Monday, June 22, 2026

Priorities

Work Log


GitLab to GitHub Migration — DA-1346, DA-1343

Situation

I continue the migration process to migrate our repositories from GitLab to GitHub. (details)

Today, I planned to migrate two repositories and its CI/CD pipelines from GitLab to GitHub

Task

Migrate the following GitLab repositories to GitHub. 1. gitlab warehouseflow 2. gitlab etl-batch

Action

I migrated the repositories with the following command.
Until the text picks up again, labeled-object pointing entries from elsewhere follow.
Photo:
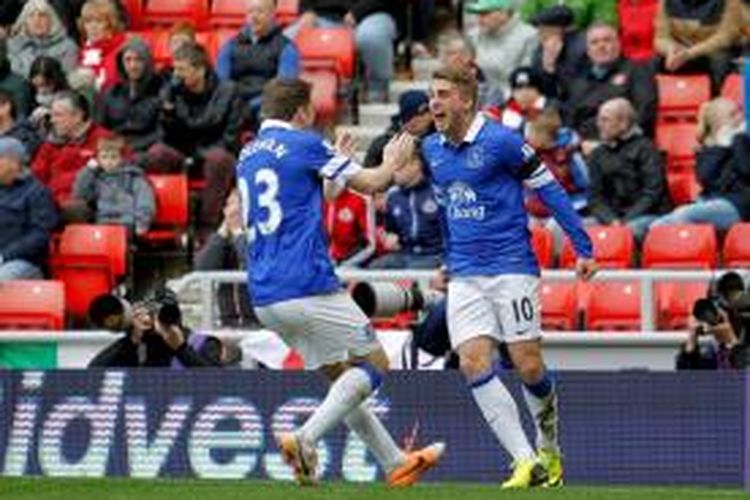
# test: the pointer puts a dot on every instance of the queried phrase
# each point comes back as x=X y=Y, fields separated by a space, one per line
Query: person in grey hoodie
x=27 y=216
x=39 y=32
x=131 y=106
x=117 y=191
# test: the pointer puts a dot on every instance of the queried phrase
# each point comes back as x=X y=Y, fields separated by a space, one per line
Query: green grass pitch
x=130 y=489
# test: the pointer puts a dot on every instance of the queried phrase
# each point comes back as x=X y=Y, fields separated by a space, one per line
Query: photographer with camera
x=154 y=335
x=721 y=319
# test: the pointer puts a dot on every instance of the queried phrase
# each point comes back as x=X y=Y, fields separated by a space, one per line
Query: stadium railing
x=208 y=280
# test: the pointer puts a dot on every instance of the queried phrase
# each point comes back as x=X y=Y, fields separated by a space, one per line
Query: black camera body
x=113 y=313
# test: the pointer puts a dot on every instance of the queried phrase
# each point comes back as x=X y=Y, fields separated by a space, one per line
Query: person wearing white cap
x=27 y=215
x=503 y=41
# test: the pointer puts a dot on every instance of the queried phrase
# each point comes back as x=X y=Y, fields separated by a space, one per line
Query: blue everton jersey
x=479 y=185
x=280 y=179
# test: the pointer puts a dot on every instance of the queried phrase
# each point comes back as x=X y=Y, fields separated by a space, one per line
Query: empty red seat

git clone --mirror git@gitlab.com:allofresh/data/<repo-name>.git
cd <repo-name>.git
git remote add origin git@github.com:allofresh/<repo-name>.git
git push origin --force --all
git push origin --force --tags

After that, I manually converted the CI/CD pipeline from GitLab CI/CD to GitHub Actions.

Result

As a result. the following repositories and ci/cd pipeline has been migrated to GitHub. 1. github warehouseflow 2. github etl-batch


Insider Data Pipeline — Data Duplication Issue

Situation

The Insider team informed us that their integration system produce duplicated data. They sent the CSV files to our cloud storage bucket twice. Only CSV files whose names contain the 2531 code are impacted, and they all have exactly the same size. If this happens I could deduplicate the data by session_id, event_name, user_id , timestamp fields.

Task

Find out the duplicated files in the cloud storage.

Action

I manually validate the duplicated files by eye-balling since I only need to check from partition 4/6/26 until 22/6/26.

Result

Fortunately, There is no duplicated file so that I don't need to do deduplication process.


Blockers

N/A

Carry-overs

Reflection

N/A